Arguably everyone is in the film in at least three ways, in three ‘characters’:

As themselves

As an acted version of themselves

As a fictional character in the Tom Goudie story

Our entire cast drew on their own as well as on each other’s real-life experiences to bring different truths to each sections. I am very cautious about these words, i.e a ‘true or authentic performance’ as I believe that there are often multiple parallel truths, that can enrich each other in the process of people becoming personas, taking on roles, embodying characters.

The film has various semi-documentary sections, improvised and filmed as long-takes, where people speak their mind – unrehearsed, in the moment, un-scripted. These sections have often in turn informed the script, in a feedback loop between the different realities that sit alongside each other in the film.

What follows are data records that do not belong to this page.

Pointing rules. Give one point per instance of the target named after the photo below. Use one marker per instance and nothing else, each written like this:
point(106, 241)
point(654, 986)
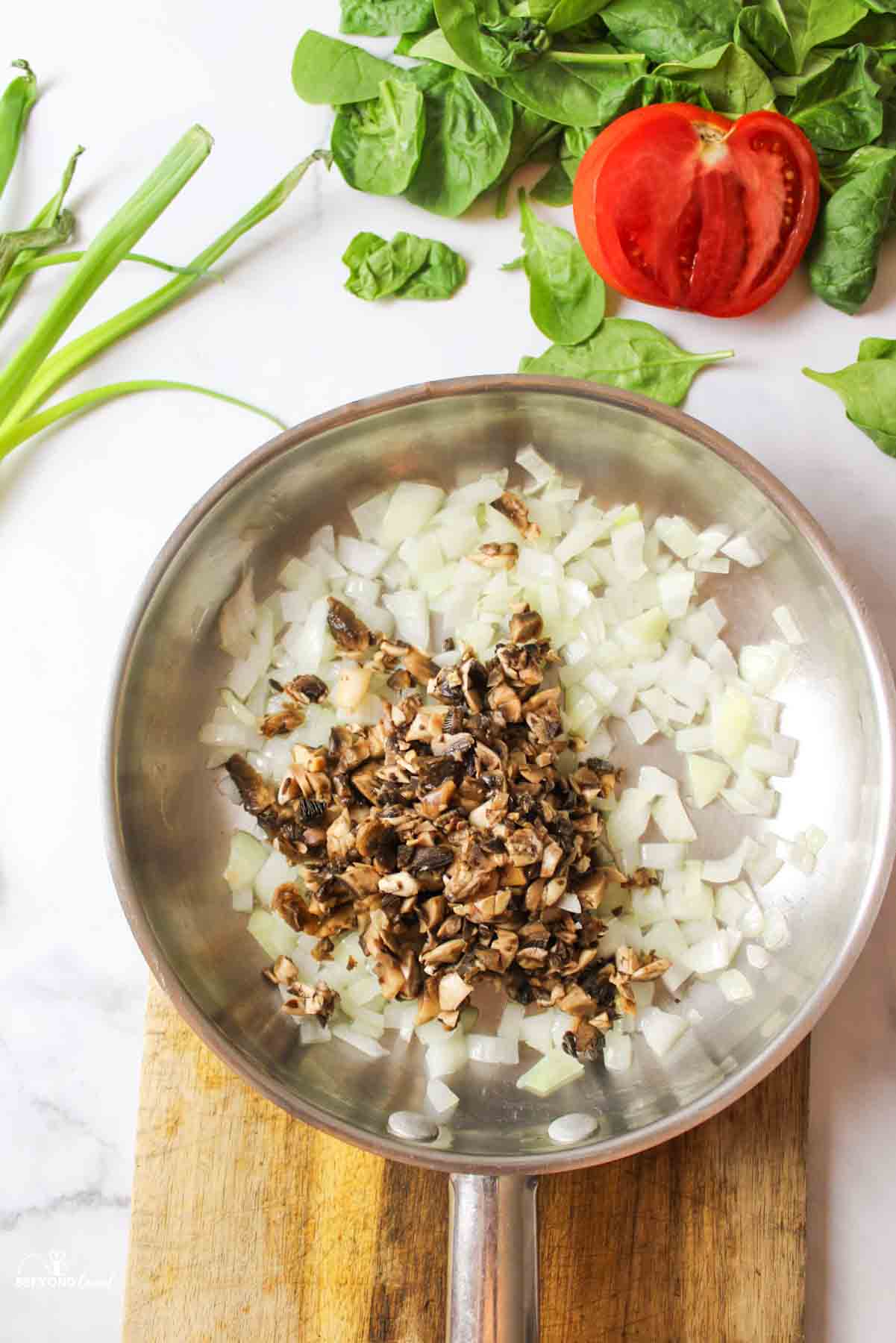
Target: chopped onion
point(439, 1096)
point(672, 818)
point(735, 986)
point(661, 1029)
point(272, 933)
point(511, 1024)
point(248, 856)
point(617, 1052)
point(551, 1072)
point(656, 783)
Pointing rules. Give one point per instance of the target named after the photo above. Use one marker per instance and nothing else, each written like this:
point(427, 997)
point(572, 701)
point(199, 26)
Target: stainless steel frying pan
point(168, 827)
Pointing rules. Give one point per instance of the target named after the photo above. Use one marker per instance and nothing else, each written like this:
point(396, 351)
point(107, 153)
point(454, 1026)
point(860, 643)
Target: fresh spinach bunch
point(868, 391)
point(404, 268)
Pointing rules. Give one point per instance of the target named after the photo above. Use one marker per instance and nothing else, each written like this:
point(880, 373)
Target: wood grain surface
point(251, 1227)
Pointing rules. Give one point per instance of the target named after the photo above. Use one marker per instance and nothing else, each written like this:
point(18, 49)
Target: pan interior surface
point(169, 826)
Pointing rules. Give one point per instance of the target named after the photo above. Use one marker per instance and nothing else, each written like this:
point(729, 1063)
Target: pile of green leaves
point(567, 304)
point(37, 369)
point(501, 84)
point(404, 268)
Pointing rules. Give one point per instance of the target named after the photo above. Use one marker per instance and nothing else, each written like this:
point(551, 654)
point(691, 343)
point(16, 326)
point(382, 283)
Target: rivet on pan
point(571, 1128)
point(416, 1128)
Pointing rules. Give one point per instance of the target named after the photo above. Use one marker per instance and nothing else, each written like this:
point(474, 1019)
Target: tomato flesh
point(681, 207)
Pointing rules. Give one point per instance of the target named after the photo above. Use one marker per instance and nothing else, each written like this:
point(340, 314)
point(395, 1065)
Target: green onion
point(73, 356)
point(15, 105)
point(98, 395)
point(107, 248)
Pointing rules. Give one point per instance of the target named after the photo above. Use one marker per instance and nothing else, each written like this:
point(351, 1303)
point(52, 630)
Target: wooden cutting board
point(251, 1227)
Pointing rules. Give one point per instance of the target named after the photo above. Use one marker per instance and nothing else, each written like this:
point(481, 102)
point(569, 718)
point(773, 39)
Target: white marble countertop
point(85, 508)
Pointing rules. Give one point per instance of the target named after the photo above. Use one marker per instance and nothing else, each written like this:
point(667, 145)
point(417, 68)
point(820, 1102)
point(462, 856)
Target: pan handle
point(493, 1260)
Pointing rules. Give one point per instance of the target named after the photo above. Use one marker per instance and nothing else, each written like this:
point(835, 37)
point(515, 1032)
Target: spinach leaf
point(568, 13)
point(567, 298)
point(377, 144)
point(492, 48)
point(731, 78)
point(876, 347)
point(555, 188)
point(532, 136)
point(466, 143)
point(384, 18)
point(441, 275)
point(630, 355)
point(674, 30)
point(842, 262)
point(868, 392)
point(762, 30)
point(333, 72)
point(842, 107)
point(813, 23)
point(404, 268)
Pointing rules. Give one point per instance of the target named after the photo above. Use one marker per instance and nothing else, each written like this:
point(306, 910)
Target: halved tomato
point(681, 207)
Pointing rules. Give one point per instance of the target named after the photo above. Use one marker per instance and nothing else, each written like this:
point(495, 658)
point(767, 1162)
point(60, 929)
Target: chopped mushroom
point(448, 836)
point(515, 510)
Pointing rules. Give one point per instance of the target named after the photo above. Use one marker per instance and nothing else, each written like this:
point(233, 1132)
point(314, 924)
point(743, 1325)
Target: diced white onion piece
point(617, 1052)
point(364, 1044)
point(360, 557)
point(439, 1096)
point(707, 779)
point(765, 760)
point(775, 933)
point(550, 1074)
point(630, 818)
point(641, 725)
point(661, 1029)
point(815, 839)
point(735, 986)
point(411, 617)
point(662, 856)
point(493, 1049)
point(532, 463)
point(758, 957)
point(275, 872)
point(672, 818)
point(242, 899)
point(409, 510)
point(731, 723)
point(248, 856)
point(511, 1024)
point(709, 954)
point(627, 550)
point(656, 782)
point(676, 589)
point(272, 933)
point(448, 1056)
point(536, 1032)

What were the themes you wanted to tackle in the film?

As in every film, there are inevitably many so the following is not exhaustive, but perhaps these are the most important:

– Find new methods to address addiction and recovery that contributes to their de-stigmatisation.

Talk about gambling as an addiction of equal severity to other, more recognised forms of addiction.

Explore formal opportunities to make a film-within-a-film that combines different genre and languages. Work in a genre bending manner to find a language that is unique to this film.

Explore the collective creativity at the heart of filmmaking for its potential as a tool in recovery and a benefit to those suffering with mental health.

While I am an artist and filmmaker, there is an underlying activism in the wider project – particularly my work with two academics at the University of Liverpool, who have been collaborating with me for the past four years. Together we are exploring new methodologies to describe the use of cameras and the process of collective creativity as a tool in recovery.

Contribute to the language of filmmaking in innovative ways.

Why did you decide to interlay footage and recreated footage of a crime that took place in 1901?

See also above. The 1901 ‘Arrest of Goudie’ serves as the perfect framework for our fiction story. In STEPHEN, the fiction is a contemporised re-enactment of a crime reconstruction. A reconstruction of a reconstruction. In fact, our Tom Goudie story is set in the 1990s, which is quite subtle – some viewers might notice, others not. I wanted to displace the re-enactment from today so that there are not only three languages: archive, fiction and documentary but also three timeframes: 1901, 1990s and now.

Do you think our addictions change our identity? Do we assume the identity of the addict, not just the addiction itself?

This is such an important but hugely complex question, which one might need an entire essay to answer properly.

So the following is running the danger of being reductive:

Addiction is an all-absorbing, totally encompassing way of living a version of self, one’s addicted identity. It might surplant and obliterate other versions of self that seem to disappear (or become temporarily hidden) as the addiction is often so powerful and pervasive. In addiction, one relationship takes over to the detriment of all others: the relation to one’s addiction, and often to the objects that pertain to each specific addiction, whether bottle, needle, screen or poker cards – these object become the primary attachment.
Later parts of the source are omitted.